Die Service Canvas spannt damit einen Raum mit den Achsen „Gestaltungsbereiche“ und „Entwicklungslinien“ auf. Mit Hilfe eines begleitenden Reifegradmodells, mit dem es möglich ist, den Entwicklungsstand der Dienstleistungsgestaltung anhand der genannten Kriterien zu bewerten und zu befördern, können agil die Potenziale für moderne, wertorientierte und erfolgsversprechende PDL entwickelt werden.
Die Service-Canvas rät dann in den Feldern ihrer Matrix (aus den beiden Achsen) beispielweise dazu, eine aktivere Integration des Kunden in die PDL-Innovation sowie in den Wertschöpfungsprozess, zum Beispiel über Maker- oder Do-It-Yourself-Ansätze zu erwägen. Sie stellt die Bedeutung der sozialen, kollaborativen Interaktion und der Integration von Wissen der Partner in die Generierung eines Value-in-Interaction dar und lässt den PDL-Designer über die Möglichkeiten einer digitalen Schnittstelle zu Partnern nachdenken, in der beispielsweise Chatbots aktiv die Kommunikation übernehmen. Im Dienstleistungs-Ökosystem regt die Reifegradbetrachtung dazu an, nicht allein eigene Werte und Kompetenzen gezielt zu planen, sondern letztere auch agil weiterzuentwickeln. Selbstverständlich ist für die Gestaltung mithilfe der Bedien-Canvas, dass ganzheitlich auf alle potenziell geeigneten Partner geblickt und deren Ressourcen und Kompetenzen gezielt und unter Abwägung der jeweiligen Werte‑/Kompetenzenbilanz in das Service-Ökosystem eingebunden sind.

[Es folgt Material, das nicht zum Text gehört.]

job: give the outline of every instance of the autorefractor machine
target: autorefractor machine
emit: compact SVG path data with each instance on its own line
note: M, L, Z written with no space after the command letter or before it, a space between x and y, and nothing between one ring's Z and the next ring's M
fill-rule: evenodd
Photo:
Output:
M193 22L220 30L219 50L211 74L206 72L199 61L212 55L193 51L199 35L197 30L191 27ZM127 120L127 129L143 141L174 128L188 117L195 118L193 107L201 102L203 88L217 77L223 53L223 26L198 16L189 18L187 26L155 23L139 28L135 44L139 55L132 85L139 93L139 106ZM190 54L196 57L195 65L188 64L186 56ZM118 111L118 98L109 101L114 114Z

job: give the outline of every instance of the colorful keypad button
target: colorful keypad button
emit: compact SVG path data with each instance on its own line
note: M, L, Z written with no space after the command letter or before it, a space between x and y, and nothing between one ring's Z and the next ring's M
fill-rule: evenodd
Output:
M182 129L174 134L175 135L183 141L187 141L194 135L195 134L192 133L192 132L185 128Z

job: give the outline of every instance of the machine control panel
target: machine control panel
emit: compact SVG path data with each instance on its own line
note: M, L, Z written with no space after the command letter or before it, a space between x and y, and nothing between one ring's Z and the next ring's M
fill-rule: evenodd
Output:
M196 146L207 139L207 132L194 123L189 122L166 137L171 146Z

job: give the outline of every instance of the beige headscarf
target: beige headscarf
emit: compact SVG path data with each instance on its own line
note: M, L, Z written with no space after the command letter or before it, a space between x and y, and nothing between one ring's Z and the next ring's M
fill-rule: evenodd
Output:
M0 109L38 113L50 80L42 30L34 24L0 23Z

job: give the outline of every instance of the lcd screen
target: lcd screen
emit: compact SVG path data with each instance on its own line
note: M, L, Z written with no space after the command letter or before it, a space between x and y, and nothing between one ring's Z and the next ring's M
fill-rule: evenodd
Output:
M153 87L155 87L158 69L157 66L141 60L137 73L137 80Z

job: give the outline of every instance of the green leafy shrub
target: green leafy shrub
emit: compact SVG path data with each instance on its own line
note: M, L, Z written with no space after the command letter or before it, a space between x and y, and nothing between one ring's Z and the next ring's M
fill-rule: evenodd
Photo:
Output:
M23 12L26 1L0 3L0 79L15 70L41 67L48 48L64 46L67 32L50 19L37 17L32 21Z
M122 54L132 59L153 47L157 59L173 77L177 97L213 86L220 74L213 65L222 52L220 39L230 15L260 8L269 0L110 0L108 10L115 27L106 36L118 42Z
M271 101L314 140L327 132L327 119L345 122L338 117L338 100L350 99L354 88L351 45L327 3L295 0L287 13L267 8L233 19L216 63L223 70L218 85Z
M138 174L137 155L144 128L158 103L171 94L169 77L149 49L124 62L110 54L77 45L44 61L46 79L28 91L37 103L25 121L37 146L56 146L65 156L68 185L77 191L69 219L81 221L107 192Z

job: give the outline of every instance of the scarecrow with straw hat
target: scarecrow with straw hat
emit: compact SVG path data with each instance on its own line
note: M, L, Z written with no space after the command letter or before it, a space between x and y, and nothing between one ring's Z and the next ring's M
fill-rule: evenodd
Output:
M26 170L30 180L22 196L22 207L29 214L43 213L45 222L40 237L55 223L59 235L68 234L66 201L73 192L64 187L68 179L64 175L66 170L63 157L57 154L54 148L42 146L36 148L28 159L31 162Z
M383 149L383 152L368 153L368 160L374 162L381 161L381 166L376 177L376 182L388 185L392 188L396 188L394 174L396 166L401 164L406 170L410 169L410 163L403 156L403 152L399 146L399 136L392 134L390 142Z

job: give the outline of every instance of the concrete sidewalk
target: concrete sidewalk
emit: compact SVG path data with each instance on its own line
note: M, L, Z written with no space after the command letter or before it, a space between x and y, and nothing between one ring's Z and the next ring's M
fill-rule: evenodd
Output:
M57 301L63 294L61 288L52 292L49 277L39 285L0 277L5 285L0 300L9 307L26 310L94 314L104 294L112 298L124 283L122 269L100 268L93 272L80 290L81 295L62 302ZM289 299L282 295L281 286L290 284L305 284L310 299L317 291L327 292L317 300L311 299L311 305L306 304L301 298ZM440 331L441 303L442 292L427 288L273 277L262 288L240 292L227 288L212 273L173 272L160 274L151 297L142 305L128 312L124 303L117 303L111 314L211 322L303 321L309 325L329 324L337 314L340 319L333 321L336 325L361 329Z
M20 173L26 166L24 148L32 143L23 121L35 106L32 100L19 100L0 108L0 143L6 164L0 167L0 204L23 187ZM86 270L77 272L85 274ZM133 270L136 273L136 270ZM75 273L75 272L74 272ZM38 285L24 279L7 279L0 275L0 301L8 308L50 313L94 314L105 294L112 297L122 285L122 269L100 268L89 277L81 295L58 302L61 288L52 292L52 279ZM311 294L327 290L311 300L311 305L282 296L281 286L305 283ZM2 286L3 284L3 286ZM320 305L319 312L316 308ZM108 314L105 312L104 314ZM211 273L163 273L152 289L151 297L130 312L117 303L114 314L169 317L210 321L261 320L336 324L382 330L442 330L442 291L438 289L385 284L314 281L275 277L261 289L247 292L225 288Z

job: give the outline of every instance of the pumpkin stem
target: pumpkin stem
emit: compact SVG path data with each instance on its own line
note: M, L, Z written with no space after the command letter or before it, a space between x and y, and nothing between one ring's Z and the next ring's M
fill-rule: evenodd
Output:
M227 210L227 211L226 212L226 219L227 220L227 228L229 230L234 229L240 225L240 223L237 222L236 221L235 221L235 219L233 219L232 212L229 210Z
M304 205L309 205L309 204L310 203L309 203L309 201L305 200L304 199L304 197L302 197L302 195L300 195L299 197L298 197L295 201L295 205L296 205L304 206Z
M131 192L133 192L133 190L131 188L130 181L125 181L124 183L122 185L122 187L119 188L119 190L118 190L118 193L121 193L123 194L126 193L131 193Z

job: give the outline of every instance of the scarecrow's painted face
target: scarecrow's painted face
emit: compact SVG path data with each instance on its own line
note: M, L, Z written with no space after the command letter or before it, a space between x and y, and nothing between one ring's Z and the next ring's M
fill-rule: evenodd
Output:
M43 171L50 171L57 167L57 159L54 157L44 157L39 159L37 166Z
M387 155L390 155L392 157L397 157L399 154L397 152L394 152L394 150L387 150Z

Mit der entsprechenden Geisteshaltung, der Nutzung der Service Canvas, inklusive Reifegradmodell, und in der Anwendung des Service Design Thinking, ergibt sich ein dediziertes Konzept für die Entwicklung von PDL der Zukunft, das versucht, dass die oben beschriebenen sieben Prinzipien (Nutzerzentriertheit, Integration, Kollaboration, Agilität, Ko-Kreativität, Interdisziplinarität, Digitalisierung) durchgehend im Unternehmen reflektiert werden.
Es ist hier darauf hinzuweisen, dass die Bedien Canvas Work-in-Progress darstellt und in den kommenden Jahren anhand von Praxisprojekten evaluiert und angepasst wird.